# Tagging a Commuter Train in Moscow



## Permafrost (Jan 30, 2013)

http://rt.com/news/hooligan-stop-train-graffiti-116/
(includes a short video)

Like something out of the Wild West, a gang of Moscow youngsters held up a suburban train, but rather than rob the passengers they tagged it with graffiti.

Police say the commuter train made a regular stop at a station on its way to Moscow when seventy masked youngsters rushed inside eight cars and pulled the emergency brakes. The bandits spent twenty minutes spray painting the paralyzed train inside and out.

“The passengers were afraid of them and chose just to sit and wait. When a train driver asked them what the heck they were doing, they impudently told him to be quiet,” witness Sergey Khnykin said.
The vandals disappeared as quickly as they came, and well before the police arrived, leaving behind shocked passengers and frustrated railway staff.

Russian Railroads estimates 17 thousand dollars in damage was done during the aerosol assault. The company says the annual damage from hooligans who break windows and scrawl graffiti on cars is around $2 million.

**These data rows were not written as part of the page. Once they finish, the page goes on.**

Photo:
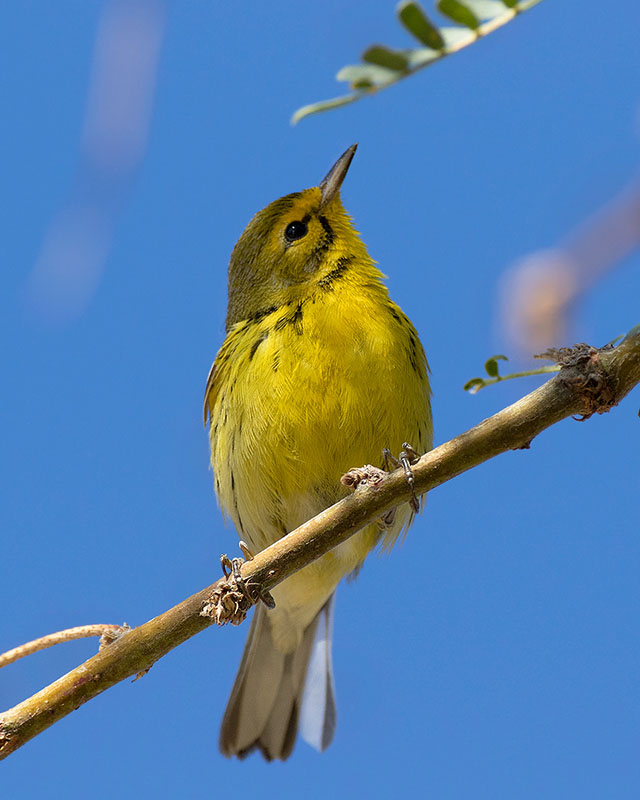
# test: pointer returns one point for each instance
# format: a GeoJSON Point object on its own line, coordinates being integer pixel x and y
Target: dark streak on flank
{"type": "Point", "coordinates": [257, 344]}
{"type": "Point", "coordinates": [258, 315]}
{"type": "Point", "coordinates": [294, 319]}
{"type": "Point", "coordinates": [234, 500]}
{"type": "Point", "coordinates": [329, 236]}
{"type": "Point", "coordinates": [413, 357]}
{"type": "Point", "coordinates": [342, 265]}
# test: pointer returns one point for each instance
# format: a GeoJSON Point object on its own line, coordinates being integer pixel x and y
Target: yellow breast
{"type": "Point", "coordinates": [305, 392]}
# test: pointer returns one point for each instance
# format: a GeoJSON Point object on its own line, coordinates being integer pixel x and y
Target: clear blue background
{"type": "Point", "coordinates": [497, 653]}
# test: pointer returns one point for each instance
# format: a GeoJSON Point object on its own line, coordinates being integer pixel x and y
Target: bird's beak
{"type": "Point", "coordinates": [331, 183]}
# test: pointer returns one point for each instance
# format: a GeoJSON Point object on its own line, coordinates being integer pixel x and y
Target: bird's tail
{"type": "Point", "coordinates": [274, 691]}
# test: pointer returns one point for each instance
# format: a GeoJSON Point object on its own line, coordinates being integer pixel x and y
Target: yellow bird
{"type": "Point", "coordinates": [320, 370]}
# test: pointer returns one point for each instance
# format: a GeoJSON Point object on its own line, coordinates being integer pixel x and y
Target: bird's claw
{"type": "Point", "coordinates": [232, 567]}
{"type": "Point", "coordinates": [407, 457]}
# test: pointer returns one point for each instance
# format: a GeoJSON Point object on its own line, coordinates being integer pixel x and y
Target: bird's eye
{"type": "Point", "coordinates": [295, 230]}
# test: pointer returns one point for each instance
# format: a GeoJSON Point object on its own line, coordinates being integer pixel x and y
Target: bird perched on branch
{"type": "Point", "coordinates": [320, 370]}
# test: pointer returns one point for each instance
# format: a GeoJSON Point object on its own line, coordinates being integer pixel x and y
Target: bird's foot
{"type": "Point", "coordinates": [407, 457]}
{"type": "Point", "coordinates": [232, 567]}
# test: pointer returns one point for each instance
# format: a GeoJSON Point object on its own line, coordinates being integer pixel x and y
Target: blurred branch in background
{"type": "Point", "coordinates": [537, 294]}
{"type": "Point", "coordinates": [76, 245]}
{"type": "Point", "coordinates": [384, 66]}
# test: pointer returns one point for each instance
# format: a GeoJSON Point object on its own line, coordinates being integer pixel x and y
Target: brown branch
{"type": "Point", "coordinates": [591, 381]}
{"type": "Point", "coordinates": [68, 635]}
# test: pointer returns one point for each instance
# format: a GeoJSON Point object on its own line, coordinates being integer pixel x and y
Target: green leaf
{"type": "Point", "coordinates": [491, 366]}
{"type": "Point", "coordinates": [474, 382]}
{"type": "Point", "coordinates": [366, 74]}
{"type": "Point", "coordinates": [421, 56]}
{"type": "Point", "coordinates": [457, 38]}
{"type": "Point", "coordinates": [412, 16]}
{"type": "Point", "coordinates": [325, 105]}
{"type": "Point", "coordinates": [458, 12]}
{"type": "Point", "coordinates": [485, 9]}
{"type": "Point", "coordinates": [385, 57]}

Police have begun an investigation to uncover the culprits.


----------



## kokomojoe (Jan 31, 2013)

That's some insane shit.


----------



## slackHaddock (Jan 31, 2013)

That's a wily-ass crew! I can't even get a couple of friends together to go skateboard let alone plan a temporary spray paint attack.


----------



## keg (Jan 31, 2013)

WE did that shit in Shinjuku couple years ago.The kids that got caught got 3 months and had to pay plenty money.But my tag was on the news in Japan for the second time.(first time I tagged a police station)


----------



## schmutz (Jan 31, 2013)

That's crazy. I am sure things have changed ALOT since I was in Moscow (93-94) but back then there were cops crawling all over the trains. It would have to take some amazing Chutzpah to pull that off in Russia


----------